The authority for the United States government to capture the electronic records of all Americans without warrant falls under the auspices of FISA-702. Reauthorization of the current authority is being debated. This is a deep walk into why this issue is so important to our government.
Having researched almost every aspect to the construct and the argument, I am confident FISA-702 authority underpins a much bigger, quasi-constitutional justification for the collection of U.S. citizen metadata. Without the 702 authority the legal justification for the apparatus of surveillance no longer exists. It really is that simple.
It is not the just the illegal searching of the NSA database that presents the issue, although that aspect has received the majority of attention, the capture itself violates the Fourth Amendment. The only way the government can justify the capture of U.S. Citizen data is if there is some quasi-constitutional or national security reason for it. That’s where FISA-702 comes in.
Take away “702” search authority, and the data collection argument collapses. Any “incidental” search of the database then loses any plausible legal justification. 702 is the camel’s nose under the privacy tent that forms the baseline for all data records to be intercepted, stored and ultimately available for review.
♦ Only one legal case has ever pushed into the sphere of challenging this unconstitutional exploitation. A 2025 decision in the U.S. v. Hasbajrami in Brooklyn, New York, where Eastern District Judge LaShann DeArcy Hall identified the misuse of FISA-702 “backdoor searches” regarding defendant, Agron Hasbajrami.

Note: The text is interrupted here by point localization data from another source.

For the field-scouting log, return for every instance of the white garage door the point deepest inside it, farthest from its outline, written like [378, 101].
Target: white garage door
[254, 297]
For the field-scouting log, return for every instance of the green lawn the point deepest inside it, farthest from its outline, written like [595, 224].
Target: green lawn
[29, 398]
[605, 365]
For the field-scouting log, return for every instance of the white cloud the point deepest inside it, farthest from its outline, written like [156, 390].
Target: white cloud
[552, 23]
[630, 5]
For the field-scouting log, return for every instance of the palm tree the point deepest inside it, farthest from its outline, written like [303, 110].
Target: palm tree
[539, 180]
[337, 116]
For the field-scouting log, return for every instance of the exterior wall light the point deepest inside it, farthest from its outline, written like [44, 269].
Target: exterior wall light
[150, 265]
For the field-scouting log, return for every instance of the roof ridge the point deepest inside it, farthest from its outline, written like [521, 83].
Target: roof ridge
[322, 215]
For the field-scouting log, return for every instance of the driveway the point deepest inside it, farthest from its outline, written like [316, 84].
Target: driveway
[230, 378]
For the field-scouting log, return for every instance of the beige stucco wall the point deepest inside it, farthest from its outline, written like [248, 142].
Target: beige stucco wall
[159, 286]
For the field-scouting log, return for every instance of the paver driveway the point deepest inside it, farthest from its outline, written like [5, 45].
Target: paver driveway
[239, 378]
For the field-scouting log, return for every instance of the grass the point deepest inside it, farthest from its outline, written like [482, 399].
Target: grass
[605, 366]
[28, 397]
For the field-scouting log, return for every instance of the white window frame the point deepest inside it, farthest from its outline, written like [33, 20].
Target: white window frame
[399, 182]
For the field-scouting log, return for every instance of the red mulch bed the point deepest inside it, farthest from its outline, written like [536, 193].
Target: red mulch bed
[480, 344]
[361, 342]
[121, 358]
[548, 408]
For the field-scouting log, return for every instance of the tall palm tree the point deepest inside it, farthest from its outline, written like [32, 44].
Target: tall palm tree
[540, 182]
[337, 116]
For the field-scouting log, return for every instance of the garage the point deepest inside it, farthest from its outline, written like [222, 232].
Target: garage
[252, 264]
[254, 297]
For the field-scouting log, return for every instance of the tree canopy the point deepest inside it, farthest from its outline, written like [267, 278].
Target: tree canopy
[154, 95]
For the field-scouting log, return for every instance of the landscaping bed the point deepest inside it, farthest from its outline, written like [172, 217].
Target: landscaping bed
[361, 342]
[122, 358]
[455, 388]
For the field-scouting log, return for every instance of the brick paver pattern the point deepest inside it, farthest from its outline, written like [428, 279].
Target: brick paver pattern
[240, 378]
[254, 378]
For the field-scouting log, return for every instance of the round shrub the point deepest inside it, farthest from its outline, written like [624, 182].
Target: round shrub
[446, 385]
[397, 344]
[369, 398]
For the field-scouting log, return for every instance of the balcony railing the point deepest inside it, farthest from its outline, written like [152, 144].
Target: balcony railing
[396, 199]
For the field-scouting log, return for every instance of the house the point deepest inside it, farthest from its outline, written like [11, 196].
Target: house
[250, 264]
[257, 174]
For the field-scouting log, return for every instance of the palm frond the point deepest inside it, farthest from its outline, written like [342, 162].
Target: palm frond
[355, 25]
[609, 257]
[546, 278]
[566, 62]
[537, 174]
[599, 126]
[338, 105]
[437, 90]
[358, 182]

Hasbajrami plead guilty to charges of attempting to provide material support to a terrorist organization, alleging that he intended to travel to the Federally Administered Tribal Area of Pakistan, where he expected to join a terrorist organization, receive training, and ultimately fight against U.S. forces and others in Afghanistan and Pakistan. However, after his guilty plea, while he is serving time in prison, prosecutors admitted some of the evidence against him came as a result of privacy violations, unlawful FISA-702 searches.